The next morning I created a second user account and entered my go-to card number. When I queried it via the API, I got a match. Both users received the exact same encrypted 16 digit string. Amazing.

This means that the card numbers are encrypted without the use of an encryption salt. In cryptography, salt is random data that is added to an input to prevent duplicate inputs from producing duplicate cryptographic outputs. Without adding salt, if someone knows the input for a given output, any matching outputs for other users can be mapped back to the known input. With a different salt for each user, the outputs will always be different, even for the same card numbers.

User 1 with salt 5000: 4111 1111 1111 1111 + 5000 -> 5477 2356 1143 1111

User 2 with salt 7992: 4111 1111 1111 1111 + 7992 -> 5436 4343 8711 1111

Now I knew:

The application stores credit card numbers in a 2-way encrypted 16 digit stringThe application uses the same algorithm for all usersThe application does not use a different cryptographic salt for each user so two user accounts with the same card number will generate the same encrypted numberI can upload 10 card numbers at a time and then query all of the encrypted card numbers

I then wrote a python script that calculated all the valid card numbers for each bank, then used the application server to generate the cryptographic outputs for each one. I turned their application server into my own payment card number encryption tool.

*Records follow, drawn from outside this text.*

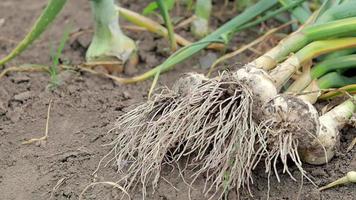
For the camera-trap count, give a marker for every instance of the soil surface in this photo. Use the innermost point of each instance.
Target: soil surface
(84, 108)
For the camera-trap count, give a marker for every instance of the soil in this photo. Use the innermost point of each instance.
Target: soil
(85, 107)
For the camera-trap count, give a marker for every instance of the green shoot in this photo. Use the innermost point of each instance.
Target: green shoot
(192, 49)
(300, 13)
(153, 6)
(48, 15)
(53, 69)
(167, 20)
(200, 26)
(110, 46)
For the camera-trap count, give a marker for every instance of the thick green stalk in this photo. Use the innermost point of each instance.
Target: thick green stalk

Submitting my generated credit card numbers 10 at a time, I then issue the ‘about me’ graphql query to pull back the encrypted values. The tool would iterate through all possible combinations per bank, building up a rainbow table as it went. As this was only a proof of concept, I killed the script after a few hundred cycles to not waste resources on the application server. (Operations teams don’t like it when you crash things and fill up log space).

With my rainbow table proof of concept ready, I was able to decrypt any credit card number stored inside the application database for any logged-in user. As the ‘about me’ query also stored the card expiry date, registered owners name, and registered address, the only thing missing to make real payments was the CV2 number.

The biggest hurdle to declaring this a P1 or Critical vulnerability was the fact that it only worked for logged in users. In order to exploit it, I needed to take over the victims account. The site had less-than-perfect authentication protections in place and no MFA was possible at the time of testing. A brute force attack, leaked shared password attack, or phishing attack would all have been viable to gain access, but it was one step too far for this bug bounty program. Instead, we agreed on a lesser, but still nice severity level.

I always give remediation recommendations in my bug bounty reports. This time, the easiest thing to do was to simply stop returning the encrypted card numbers as part of the API query response. Adding a per-user salt was a nice-to-have, but once the encrypted number is no longer exposed to end-users, the risk is effectively mitigated.